Luci nodded. “It appears her auto-knitting machine went on the fritz and trapped her in a skein of yarn.”

“That’s crazy,” I said in disbelief.

“A freak accident,” Olivia added.

Larry leaned over my shoulder, resting his skull on it. I tried not to jerk away from him. I didn’t want his head falling into the stew pot. “Magical accident.”

Luci eyed the scene with a raised brow. “I’d have to agree with Larry. But what a way to go. Death by a yarn cocoon.”

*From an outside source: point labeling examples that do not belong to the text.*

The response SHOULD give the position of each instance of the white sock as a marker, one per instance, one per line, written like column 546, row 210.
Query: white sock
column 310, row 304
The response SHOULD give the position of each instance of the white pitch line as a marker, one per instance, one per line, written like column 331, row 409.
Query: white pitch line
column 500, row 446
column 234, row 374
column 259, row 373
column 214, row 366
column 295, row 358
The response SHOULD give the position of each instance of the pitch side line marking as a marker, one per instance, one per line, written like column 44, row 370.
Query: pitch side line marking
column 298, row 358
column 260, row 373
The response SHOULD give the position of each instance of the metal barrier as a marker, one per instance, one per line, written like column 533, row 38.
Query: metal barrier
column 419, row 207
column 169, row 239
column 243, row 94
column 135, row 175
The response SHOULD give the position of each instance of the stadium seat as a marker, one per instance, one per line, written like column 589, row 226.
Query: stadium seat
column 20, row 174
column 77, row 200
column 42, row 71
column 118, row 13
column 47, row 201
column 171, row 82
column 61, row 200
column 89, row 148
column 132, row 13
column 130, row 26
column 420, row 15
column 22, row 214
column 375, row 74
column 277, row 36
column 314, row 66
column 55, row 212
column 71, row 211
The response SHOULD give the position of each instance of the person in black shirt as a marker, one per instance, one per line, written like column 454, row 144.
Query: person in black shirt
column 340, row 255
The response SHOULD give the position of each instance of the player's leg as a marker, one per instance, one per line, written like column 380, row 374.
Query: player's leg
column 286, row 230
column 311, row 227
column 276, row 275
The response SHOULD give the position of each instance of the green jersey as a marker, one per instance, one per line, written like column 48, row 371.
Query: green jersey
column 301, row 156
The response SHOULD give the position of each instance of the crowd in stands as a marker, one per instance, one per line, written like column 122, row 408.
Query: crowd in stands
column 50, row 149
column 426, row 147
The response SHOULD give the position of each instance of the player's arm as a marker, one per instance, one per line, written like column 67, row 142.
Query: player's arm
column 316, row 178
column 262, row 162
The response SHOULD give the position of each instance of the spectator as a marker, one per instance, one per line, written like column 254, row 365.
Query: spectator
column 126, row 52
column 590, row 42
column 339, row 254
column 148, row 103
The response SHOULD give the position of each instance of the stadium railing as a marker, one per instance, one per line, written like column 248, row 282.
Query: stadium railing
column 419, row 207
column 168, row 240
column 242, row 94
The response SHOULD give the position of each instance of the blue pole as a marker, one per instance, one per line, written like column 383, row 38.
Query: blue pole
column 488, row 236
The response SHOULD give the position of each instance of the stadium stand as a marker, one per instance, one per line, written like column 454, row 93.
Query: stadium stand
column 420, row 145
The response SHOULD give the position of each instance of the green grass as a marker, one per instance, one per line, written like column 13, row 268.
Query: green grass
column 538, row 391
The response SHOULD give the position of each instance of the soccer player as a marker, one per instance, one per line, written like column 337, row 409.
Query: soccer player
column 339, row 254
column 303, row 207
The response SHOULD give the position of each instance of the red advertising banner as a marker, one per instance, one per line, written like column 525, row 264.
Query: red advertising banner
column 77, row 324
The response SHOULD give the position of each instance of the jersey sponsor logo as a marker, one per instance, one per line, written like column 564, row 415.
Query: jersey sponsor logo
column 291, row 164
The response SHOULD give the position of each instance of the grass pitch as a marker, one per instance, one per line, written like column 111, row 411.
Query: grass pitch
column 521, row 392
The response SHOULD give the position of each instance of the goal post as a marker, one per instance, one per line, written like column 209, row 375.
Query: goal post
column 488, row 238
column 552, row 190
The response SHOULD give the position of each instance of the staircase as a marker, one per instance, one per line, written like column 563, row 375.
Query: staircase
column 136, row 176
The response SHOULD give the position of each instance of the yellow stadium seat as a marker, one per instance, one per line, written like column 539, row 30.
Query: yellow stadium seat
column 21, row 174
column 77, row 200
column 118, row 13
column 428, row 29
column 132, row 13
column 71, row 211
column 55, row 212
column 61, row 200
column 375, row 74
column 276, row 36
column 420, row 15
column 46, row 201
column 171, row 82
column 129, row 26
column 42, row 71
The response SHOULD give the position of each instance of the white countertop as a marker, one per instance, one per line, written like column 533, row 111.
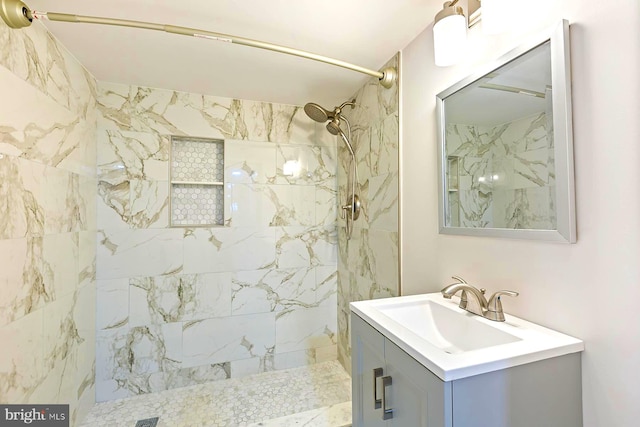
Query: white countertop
column 534, row 342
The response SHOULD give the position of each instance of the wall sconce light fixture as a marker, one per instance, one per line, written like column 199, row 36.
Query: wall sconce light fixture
column 449, row 34
column 450, row 26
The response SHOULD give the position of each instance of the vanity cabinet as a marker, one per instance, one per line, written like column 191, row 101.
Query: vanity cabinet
column 544, row 393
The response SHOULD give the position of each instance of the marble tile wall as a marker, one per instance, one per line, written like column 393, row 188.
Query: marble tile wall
column 182, row 306
column 506, row 174
column 47, row 223
column 368, row 262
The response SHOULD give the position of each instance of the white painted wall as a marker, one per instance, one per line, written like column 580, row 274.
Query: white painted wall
column 591, row 289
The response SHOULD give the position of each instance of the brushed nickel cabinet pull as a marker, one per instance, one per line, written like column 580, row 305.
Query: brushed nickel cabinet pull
column 377, row 403
column 387, row 413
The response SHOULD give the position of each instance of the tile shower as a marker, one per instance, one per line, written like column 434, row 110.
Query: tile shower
column 76, row 232
column 182, row 306
column 368, row 263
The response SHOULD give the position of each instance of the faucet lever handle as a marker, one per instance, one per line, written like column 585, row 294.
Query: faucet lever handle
column 494, row 307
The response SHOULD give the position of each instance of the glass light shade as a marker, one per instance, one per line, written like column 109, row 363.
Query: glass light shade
column 449, row 40
column 497, row 16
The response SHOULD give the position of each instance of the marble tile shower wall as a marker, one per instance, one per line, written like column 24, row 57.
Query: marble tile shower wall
column 47, row 223
column 368, row 263
column 506, row 176
column 181, row 306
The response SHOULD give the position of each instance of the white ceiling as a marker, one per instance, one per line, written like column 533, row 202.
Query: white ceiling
column 363, row 32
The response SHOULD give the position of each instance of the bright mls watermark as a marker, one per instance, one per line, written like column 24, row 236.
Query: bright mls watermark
column 34, row 415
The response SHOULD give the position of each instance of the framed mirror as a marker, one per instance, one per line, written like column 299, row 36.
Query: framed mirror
column 505, row 146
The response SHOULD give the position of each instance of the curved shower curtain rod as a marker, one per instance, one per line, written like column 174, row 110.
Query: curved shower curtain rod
column 18, row 15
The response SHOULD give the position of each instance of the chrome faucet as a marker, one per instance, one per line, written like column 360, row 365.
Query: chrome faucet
column 472, row 299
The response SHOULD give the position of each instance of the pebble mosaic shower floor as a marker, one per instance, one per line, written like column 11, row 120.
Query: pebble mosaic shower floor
column 315, row 396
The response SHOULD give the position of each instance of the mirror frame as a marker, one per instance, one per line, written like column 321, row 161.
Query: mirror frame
column 565, row 231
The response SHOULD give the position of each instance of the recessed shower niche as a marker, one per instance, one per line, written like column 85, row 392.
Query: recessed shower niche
column 197, row 182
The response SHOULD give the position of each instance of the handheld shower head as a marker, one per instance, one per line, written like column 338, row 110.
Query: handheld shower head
column 334, row 126
column 317, row 113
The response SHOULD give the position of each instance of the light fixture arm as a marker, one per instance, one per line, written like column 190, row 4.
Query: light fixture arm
column 17, row 14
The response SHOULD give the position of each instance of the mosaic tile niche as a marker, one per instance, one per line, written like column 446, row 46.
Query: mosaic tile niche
column 197, row 188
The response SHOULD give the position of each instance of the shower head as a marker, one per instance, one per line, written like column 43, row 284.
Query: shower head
column 334, row 126
column 317, row 113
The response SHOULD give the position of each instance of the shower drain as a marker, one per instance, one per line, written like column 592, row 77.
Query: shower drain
column 149, row 422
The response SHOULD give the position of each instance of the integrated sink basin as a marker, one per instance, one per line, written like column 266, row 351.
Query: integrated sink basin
column 449, row 330
column 453, row 343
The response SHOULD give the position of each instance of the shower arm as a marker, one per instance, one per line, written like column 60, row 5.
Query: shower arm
column 18, row 15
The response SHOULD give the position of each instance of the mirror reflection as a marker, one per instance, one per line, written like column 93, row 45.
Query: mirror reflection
column 499, row 146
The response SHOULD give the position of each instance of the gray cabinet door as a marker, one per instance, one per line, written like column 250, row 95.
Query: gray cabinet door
column 367, row 355
column 417, row 397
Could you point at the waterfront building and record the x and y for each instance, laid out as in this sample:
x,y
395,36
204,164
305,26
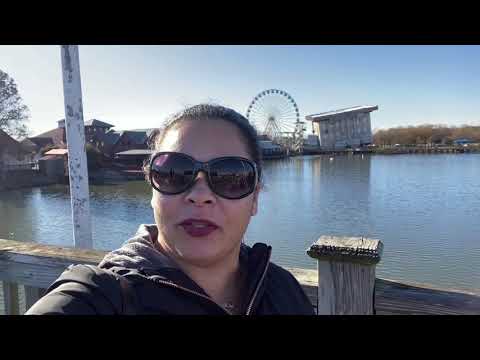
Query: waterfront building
x,y
344,128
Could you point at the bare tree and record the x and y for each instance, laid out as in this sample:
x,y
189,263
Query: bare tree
x,y
13,113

“Lucifer! That’s not funny.” I pushed him, but the demon didn’t move. He just laughed.

Poor Miss. Miriam.

Just then Drew and Sam came into view. Drew directed another officer to cut her out of the yarn.

We watched in fascination as she was cut out. Sam put on latex gloves, knelt, and searched her pockets. After reaching in the second pocket of her long coat, he pulled out a coin.

The coin was nothing like I’d seen before. It was silver and looked to be as big as silver dollar. Then again it was hard to tell from a vision in a pot of stew. It had a bird that was surrounded by flames.

“That’s it!” Larry jumped with excitement. “That’s the coin the witch put in my pocket.”

 

 

Chapter Five

 

 

“Not like that!” Owen called. “You’ve got to mean it. If anything is buried nearby, you’ll raise it.”

I sighed and sat back down. We’d been at it for hours, practicing while everyone else was busy with their lives. Wallie was back at college, Olivia was doing her turn as room mother for Sammie’s kindergarten class, and Sam and Drew were working the murder case. Not that there’d been any leads. A big crock of nothing. I would’ve much rather worked the murder case with them, but I did need to learn to work my powers more effectively.

Snooze was on his back all stretched out in a patch of sunlight. Snoozing, of all things. Did I tell you that’s how he got his name? That lazy cat was a master of naptime.